Gaussian Processes and Bayesian Optimization

Google Vizier (2017) uses GP-Bayesian optimization to tune hyperparameters for all Google products, running more than 10 million experiments per year. DeepMind AutoML with GP-BO found an ImageNet architecture surpassing manual design in 300 vs. 3000 experiments.

BoTorch (Meta Research, 2020) is used in drug discovery at Pfizer to optimize molecular properties, reducing synthesis count from thousands to tens.
SMAC3 (AutoML Freiburg) uses GP-BO to tune neural architecture search.

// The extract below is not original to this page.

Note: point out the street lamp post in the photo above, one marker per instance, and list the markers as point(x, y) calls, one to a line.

GP regression: Bayesian inference in RKHS

A Gaussian Process (Rasmussen, Williams, 2006) is a distribution over functions specified by a mean function m(x) and covariance function (kernel) k(x,x'). GP regression coincides with KRR at lambda = sigma_n^2: the posterior mean is kernel regression, the posterior variance measures uncertainty. Google Vizier (2017) uses GP to optimize hyperparameters across all Google products.

The posterior variance of a GP at x* is zero when...

Bayesian optimization: UCB and EI

Bayesian optimization (Mockus 1978, Srinivas et al. 2010) uses a GP as a surrogate model and an acquisition function for exploration/exploitation balance. UCB is theoretically optimal: Srinivas et al. proved sublinear regret O(sqrt(T log T)) for smooth functions. AutoML based on GP BO found ImageNet hyperparameters 10x faster than manual tuning.

GP-BO selects the next query where sigma(x) is large even if mu(x) is small because...

Key results

GP = distribution over functions with kernel as covariance function.
Posterior mean = KRR with lambda = sigma_n^2.
UCB acquisition = mu + beta*sigma balances exploitation and exploration.
Theoretical regret bound: O(sqrt(T * gamma_T * log T)).